Reply To: The Liar's Paradox

#19014
gerard.casey
Participant

David Konietzko: Apart from its perhaps being the case that outlawing self-referentiality is merely ad hoc, and thus unsatisfactory, it also has the effect, as you correctly note, of outlawing perfectly respectable sentences such as “This sentence is in the present tense”.

JohnD: You write “The thought of ALL THOSE DIFFERENT LOGICS is quite disturbing. I thought since logic is the science of necessary inference (proper thinking) that we could rely on it to yield certain truths. But with so many logics to choose from, where does that leave us???”
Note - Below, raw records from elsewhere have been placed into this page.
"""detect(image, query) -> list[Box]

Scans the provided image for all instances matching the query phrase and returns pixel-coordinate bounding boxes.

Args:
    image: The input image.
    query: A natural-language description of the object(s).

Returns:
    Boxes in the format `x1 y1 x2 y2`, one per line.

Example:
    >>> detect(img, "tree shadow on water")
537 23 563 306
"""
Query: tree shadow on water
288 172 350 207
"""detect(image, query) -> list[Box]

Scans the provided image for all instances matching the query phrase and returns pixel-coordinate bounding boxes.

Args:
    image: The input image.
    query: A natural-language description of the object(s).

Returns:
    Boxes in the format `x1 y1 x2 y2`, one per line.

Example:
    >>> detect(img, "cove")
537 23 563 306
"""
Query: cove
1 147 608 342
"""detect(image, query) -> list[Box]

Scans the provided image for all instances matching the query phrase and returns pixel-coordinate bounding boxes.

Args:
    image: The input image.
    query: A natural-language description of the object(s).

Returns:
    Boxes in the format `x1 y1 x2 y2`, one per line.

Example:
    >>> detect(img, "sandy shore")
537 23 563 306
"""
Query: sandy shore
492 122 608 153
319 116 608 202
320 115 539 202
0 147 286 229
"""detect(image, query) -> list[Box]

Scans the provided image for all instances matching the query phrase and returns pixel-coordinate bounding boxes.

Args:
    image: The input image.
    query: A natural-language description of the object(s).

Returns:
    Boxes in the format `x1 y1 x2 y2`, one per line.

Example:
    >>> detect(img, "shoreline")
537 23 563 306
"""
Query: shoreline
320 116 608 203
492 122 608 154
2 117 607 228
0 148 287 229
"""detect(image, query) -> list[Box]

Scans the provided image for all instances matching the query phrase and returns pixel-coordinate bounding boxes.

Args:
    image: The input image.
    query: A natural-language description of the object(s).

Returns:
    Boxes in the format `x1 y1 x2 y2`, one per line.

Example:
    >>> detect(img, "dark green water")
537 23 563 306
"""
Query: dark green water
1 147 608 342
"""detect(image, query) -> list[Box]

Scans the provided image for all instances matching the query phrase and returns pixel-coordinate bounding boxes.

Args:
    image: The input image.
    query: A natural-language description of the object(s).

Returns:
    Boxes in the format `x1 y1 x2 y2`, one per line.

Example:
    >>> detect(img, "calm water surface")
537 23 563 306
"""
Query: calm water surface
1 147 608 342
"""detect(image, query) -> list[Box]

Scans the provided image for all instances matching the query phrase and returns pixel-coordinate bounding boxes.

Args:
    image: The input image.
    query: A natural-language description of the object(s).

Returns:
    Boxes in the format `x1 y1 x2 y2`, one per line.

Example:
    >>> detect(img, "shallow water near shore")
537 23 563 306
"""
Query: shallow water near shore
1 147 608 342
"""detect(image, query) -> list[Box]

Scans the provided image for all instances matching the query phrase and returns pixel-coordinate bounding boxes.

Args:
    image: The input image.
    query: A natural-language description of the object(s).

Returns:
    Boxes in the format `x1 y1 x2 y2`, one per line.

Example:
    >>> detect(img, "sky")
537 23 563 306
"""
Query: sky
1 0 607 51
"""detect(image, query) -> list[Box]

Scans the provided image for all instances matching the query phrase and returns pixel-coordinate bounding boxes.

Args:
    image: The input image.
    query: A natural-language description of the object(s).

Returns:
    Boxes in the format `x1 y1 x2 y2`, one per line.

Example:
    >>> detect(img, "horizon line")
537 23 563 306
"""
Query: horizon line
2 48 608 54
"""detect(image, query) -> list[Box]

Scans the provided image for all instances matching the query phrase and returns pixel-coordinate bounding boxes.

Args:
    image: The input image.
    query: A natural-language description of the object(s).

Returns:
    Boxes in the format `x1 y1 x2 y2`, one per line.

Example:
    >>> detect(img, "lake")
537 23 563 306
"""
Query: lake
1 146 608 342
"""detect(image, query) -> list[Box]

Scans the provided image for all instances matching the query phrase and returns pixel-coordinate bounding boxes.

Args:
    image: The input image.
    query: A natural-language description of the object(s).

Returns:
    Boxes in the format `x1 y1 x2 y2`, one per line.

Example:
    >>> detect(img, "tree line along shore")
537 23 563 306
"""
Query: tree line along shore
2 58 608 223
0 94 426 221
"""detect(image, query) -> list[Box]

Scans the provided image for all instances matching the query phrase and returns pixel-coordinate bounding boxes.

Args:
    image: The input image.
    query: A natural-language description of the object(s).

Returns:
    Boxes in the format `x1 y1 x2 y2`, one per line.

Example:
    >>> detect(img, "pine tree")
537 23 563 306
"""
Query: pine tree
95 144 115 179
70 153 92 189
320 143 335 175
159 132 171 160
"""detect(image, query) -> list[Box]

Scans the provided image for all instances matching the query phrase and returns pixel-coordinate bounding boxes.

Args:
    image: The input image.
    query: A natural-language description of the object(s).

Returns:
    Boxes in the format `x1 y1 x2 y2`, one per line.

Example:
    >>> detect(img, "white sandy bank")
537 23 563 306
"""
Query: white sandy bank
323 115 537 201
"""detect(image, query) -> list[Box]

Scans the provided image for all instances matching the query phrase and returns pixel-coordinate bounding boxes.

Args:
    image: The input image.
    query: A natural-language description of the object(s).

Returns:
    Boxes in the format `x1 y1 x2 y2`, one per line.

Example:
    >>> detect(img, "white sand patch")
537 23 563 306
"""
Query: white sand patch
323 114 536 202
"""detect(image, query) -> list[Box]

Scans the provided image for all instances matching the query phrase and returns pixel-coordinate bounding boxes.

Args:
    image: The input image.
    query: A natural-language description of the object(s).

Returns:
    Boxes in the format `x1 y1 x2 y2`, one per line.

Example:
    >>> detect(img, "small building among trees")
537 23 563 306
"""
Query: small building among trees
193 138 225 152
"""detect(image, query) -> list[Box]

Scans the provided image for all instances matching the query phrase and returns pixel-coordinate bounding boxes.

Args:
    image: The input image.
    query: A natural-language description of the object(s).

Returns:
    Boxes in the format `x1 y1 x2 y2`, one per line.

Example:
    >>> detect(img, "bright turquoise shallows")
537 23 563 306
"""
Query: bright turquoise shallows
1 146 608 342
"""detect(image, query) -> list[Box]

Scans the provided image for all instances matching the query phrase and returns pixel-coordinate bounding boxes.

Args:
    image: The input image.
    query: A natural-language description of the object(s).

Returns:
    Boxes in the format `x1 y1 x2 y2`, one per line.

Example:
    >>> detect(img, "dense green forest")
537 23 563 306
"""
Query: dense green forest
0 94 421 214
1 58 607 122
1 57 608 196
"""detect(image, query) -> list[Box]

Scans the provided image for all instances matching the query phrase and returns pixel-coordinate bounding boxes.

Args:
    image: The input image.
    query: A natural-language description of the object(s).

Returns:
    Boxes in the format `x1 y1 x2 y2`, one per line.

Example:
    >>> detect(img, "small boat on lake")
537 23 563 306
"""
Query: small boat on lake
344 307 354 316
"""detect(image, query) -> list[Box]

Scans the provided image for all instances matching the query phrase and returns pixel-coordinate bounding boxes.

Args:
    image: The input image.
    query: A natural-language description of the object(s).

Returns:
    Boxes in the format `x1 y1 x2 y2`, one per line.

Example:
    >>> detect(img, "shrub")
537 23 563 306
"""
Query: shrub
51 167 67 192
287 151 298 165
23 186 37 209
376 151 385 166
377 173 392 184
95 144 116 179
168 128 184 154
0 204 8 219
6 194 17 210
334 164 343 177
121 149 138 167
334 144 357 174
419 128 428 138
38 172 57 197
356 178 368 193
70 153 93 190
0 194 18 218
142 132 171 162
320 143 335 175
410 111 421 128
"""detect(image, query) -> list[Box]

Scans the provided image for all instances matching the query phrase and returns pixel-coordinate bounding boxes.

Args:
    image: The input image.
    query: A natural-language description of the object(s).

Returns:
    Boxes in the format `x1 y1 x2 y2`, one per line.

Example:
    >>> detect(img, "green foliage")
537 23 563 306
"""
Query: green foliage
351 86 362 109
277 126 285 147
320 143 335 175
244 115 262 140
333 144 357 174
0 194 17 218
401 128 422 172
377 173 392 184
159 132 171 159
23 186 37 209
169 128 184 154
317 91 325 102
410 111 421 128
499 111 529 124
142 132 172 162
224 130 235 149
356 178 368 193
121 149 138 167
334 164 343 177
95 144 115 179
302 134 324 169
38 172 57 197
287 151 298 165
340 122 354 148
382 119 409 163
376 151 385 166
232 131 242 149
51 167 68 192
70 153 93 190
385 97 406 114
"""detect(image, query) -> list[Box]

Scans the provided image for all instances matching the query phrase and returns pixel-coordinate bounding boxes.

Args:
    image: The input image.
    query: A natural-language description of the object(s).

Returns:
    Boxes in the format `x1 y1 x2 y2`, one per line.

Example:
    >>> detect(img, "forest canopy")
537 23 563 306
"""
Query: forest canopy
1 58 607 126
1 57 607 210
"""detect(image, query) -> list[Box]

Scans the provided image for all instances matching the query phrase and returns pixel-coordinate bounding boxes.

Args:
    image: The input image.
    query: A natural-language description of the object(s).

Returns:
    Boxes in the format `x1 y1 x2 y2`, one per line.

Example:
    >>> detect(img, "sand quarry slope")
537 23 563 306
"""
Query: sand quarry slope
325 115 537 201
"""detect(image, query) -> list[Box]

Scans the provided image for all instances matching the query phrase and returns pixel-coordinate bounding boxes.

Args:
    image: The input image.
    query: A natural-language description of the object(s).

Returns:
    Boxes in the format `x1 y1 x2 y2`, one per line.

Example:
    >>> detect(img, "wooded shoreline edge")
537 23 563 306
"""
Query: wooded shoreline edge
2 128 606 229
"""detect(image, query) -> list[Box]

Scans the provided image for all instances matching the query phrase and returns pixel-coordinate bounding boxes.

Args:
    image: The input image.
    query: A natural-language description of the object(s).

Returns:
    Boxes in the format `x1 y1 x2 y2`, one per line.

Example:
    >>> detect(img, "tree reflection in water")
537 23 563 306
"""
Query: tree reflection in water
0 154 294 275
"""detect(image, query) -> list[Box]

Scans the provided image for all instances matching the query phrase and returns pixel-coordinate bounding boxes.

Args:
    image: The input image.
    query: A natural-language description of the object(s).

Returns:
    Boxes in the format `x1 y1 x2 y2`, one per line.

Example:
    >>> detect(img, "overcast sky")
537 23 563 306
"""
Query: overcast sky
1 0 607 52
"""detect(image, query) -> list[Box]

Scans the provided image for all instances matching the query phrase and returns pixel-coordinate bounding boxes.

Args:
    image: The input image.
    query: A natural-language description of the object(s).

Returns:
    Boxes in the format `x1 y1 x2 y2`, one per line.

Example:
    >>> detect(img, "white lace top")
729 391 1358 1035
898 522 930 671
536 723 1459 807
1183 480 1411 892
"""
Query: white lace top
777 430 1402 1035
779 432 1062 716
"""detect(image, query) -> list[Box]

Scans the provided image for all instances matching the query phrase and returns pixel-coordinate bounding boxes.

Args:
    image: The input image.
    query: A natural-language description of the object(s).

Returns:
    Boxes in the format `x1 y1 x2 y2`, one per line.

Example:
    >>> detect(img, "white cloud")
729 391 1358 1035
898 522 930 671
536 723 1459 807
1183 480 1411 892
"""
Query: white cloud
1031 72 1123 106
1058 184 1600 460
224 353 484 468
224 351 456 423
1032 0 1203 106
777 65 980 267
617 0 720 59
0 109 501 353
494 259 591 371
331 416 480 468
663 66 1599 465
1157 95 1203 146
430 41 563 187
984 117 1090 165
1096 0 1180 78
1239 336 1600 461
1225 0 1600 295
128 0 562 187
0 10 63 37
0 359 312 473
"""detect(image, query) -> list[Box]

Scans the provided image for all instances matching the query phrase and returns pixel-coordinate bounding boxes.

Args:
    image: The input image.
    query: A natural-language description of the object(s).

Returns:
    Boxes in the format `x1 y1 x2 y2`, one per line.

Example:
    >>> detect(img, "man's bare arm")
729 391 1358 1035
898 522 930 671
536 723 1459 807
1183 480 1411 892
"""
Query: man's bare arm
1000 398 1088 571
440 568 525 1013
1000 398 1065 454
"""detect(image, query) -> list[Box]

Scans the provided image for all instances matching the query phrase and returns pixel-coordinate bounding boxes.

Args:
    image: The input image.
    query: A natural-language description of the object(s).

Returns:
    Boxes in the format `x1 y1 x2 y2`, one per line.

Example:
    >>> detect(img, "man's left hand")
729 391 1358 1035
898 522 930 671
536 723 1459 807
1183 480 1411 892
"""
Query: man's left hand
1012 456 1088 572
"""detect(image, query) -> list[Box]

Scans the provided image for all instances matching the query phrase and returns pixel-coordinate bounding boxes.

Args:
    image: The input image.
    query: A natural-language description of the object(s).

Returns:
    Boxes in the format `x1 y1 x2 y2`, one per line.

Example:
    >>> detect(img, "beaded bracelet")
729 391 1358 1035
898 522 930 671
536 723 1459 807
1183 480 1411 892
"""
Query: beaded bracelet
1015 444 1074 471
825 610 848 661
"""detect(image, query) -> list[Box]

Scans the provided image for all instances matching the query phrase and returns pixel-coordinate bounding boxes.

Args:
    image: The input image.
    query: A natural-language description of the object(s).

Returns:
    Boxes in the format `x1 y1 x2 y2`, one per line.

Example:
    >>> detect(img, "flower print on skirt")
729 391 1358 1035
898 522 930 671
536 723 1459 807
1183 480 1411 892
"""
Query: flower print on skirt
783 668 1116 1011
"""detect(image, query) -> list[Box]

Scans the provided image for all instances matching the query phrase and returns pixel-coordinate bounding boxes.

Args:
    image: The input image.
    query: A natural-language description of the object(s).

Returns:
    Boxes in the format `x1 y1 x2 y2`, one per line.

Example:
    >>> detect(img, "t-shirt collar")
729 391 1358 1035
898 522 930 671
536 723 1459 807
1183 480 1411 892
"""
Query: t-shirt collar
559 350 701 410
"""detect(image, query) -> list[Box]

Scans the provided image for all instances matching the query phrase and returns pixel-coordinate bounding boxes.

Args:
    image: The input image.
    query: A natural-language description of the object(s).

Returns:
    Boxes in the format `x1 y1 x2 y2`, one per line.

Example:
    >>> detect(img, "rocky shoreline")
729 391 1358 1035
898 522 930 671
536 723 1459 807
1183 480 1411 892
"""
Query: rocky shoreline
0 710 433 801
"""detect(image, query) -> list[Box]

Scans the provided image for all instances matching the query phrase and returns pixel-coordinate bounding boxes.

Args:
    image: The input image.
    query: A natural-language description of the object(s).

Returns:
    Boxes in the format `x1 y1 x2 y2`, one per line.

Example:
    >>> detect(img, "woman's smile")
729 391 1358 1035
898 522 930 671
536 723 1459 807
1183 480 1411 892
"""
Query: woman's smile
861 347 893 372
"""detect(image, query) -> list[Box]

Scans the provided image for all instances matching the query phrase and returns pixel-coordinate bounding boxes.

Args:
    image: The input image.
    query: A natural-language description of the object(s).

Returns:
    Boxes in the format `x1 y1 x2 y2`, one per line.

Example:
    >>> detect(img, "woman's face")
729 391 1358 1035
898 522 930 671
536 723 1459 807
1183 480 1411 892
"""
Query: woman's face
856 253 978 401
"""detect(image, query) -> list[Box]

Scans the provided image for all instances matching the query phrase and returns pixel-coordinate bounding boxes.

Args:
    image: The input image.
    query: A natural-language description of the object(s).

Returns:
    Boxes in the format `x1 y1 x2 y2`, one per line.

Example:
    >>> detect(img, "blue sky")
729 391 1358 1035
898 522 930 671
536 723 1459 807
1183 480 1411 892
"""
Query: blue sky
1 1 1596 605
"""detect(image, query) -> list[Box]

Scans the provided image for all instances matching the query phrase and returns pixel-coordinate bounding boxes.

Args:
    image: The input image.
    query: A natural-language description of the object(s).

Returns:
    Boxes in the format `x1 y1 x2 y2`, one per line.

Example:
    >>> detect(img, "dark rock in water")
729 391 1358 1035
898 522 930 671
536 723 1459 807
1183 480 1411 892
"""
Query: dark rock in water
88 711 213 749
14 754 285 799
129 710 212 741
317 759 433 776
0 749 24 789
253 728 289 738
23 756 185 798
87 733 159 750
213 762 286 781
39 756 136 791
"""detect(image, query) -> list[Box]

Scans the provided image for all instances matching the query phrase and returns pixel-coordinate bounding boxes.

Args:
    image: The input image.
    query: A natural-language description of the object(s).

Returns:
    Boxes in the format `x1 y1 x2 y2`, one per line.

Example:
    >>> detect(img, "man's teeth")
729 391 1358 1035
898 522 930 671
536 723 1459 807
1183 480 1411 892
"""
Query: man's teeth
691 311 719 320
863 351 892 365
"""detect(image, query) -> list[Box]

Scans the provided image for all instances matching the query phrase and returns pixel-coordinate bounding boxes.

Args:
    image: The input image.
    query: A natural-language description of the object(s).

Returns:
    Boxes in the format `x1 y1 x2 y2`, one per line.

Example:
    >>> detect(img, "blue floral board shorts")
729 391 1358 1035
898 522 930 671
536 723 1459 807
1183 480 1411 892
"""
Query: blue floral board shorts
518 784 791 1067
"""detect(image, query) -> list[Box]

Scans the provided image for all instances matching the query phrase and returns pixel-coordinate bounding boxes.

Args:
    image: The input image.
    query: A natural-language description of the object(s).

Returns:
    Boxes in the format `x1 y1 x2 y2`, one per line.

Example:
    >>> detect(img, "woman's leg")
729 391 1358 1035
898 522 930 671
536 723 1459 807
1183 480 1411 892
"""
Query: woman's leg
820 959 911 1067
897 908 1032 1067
I can appreciate your concern. When you consider all the possibilities that I mentioned in my previous post, it can induce a kind of intellectual vertigo. Perhaps an analogy will help. The basic theory of modern physics seems to be in trouble. Just how many basic particles do we have? Is string theory the answer to our questions? However, whatever may be the case with theoretical physics, we have no difficult getting on with our daily lives, weighing things, measuring them, comparing them, and so on. The inferential core of logic is like our everyday practices of weighing and measuring; the fact that theoreticians may be at odds and special extreme cases may cause us headaches, doesn’t in any way affect, say, the invalidity of the fallacy of the undistributed middle or the validity of the conversion of E-type propositions. This analogy may (or may not!) help: all analogies limp. The disquiet expressed in your post was one reason why I was suggesting that while these topics which we are discussing are interesting and exciting, it can be confusing and distracting to focus on them at the same time as one is trying to come to grips with a basic formal logic system.

David Konietzko: You write:”A sentence has a certain meaning precisely because people interpret it to have that meaning. Therefore, if it is in principle impossible to understand the meaning of a sentence, then it simply doesn’t have a meaning.”

The syntactically-in-order sentence “The kronxite instrumentality befummels reflexiveness cromulently” doesn’t mean anything because some of its key words don’t mean anything in English. Failure to understand it is not a fault in anyone’s understanding; no one can possibly understand it. This is to agree with the second sentence in your post.

The first sentence in your post is possibly ambiguous depending on whether ‘people’ means, assuming we’re using English, some particular special group of people who are competent in English or competent English speakers in general. A sentence could be well-formed in English and understandable to all competent English speakers; or it could be well-formed and understandable only to a proper subset of competent English speakers. In all cases, it would have meaning.